Wie Piantedosi in einer Fragestunde im Parlament erklärte, betrachtet Melonis Regierung die Ausgaben als "eine Investition", die es ermöglichen wird, die Kosten für die Aufnahme von Migranten, "die sich heute auf etwa 1,7 Milliarden pro Jahr belaufen", zu senken.

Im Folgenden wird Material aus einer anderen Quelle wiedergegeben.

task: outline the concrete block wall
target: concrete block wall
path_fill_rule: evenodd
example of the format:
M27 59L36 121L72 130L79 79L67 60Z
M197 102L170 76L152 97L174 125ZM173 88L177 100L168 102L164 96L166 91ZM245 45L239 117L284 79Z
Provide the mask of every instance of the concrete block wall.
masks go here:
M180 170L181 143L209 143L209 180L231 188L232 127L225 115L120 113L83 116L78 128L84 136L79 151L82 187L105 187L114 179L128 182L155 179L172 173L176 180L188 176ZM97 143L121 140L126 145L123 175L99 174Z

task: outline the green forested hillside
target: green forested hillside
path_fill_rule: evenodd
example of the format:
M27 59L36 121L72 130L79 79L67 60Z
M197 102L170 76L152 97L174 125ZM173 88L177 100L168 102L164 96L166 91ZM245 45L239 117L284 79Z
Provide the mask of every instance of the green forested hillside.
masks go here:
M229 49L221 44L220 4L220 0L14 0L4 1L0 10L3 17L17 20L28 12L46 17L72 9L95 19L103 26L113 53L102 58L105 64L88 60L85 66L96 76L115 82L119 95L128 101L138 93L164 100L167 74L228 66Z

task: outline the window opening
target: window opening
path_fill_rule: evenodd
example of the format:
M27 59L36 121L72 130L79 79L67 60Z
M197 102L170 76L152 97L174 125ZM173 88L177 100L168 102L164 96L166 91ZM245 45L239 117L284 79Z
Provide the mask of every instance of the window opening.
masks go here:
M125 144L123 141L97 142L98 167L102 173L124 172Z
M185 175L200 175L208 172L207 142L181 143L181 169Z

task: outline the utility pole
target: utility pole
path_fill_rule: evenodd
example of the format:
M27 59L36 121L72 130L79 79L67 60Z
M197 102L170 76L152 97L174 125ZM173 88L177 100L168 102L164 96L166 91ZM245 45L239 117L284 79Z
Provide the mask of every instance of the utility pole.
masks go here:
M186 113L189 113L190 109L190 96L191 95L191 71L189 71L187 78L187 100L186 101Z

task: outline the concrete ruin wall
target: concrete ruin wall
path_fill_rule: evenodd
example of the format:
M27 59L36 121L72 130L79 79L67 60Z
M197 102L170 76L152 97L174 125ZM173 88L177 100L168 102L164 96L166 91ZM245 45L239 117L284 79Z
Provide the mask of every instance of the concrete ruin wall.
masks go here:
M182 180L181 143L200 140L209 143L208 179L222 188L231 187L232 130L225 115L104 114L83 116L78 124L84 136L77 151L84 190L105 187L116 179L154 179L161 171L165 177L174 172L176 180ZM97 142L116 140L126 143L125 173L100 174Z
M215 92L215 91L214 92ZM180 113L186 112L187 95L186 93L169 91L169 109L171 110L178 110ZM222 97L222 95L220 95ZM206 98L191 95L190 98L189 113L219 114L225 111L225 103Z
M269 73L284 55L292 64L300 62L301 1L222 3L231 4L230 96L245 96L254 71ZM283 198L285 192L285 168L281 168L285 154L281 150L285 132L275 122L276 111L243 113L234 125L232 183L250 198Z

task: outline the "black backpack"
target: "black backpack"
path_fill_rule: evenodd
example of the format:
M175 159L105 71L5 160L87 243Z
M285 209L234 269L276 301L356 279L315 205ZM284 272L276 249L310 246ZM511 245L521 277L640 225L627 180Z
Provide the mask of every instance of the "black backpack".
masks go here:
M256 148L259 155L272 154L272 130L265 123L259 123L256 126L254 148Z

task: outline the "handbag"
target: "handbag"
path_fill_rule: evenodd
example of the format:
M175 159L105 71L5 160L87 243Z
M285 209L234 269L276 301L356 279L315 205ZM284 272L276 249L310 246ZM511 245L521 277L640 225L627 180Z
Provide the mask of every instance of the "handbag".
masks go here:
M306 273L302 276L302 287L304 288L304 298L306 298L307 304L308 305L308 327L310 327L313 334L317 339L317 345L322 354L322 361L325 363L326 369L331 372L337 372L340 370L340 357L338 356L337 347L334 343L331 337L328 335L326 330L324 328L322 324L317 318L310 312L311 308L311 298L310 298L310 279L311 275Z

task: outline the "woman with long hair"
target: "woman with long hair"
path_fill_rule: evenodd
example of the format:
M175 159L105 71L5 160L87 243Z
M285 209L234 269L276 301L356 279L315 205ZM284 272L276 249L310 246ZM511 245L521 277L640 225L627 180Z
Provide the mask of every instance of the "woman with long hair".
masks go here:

Italien und Albanien hatten vor einem Jahr die Einrichtung der von Rom betriebenen Aufnahmelager für Asylwerber in Albanien vereinbart. Die Asylzentren werden nach italienischem Recht und mit italienischem Personal betrieben. Italien ist der erste Staat der Europäischen Union, der über Asylanträge außerhalb der EU urteilen will. Das umstrittene "Albanien-Modell" wird von allen anderen EU-Ländern aufmerksam beäugt. Besonders andere rechte Regierungen erwägen, sich das Meloni-Modell zum Vorbild zu nehmen. Menschenrechtsorganisationen kritisierten das Abkommen scharf. Sie wollen wissen, wie Italien sicherstellen will, dass in Aufnahmezentren außerhalb der EU sämtliche Menschenrechte gewahrt bleiben.

Italien ist eines der Länder, die von der Fluchtbewegung aus Afrika nach Europa über das Mittelmeer besonders betroffen sind. Vor allem vergangenes Jahr waren die Zahlen hoch: Annähernd 160.000 Migranten erreichten Italiens Küsten auf Booten. Zurzeit kommen zwar weniger als halb so viele Menschen an als vor einem Jahr. Dennoch machen sich weiterhin Zehntausende mit oft kaum seetüchtigen Booten auf den Weg.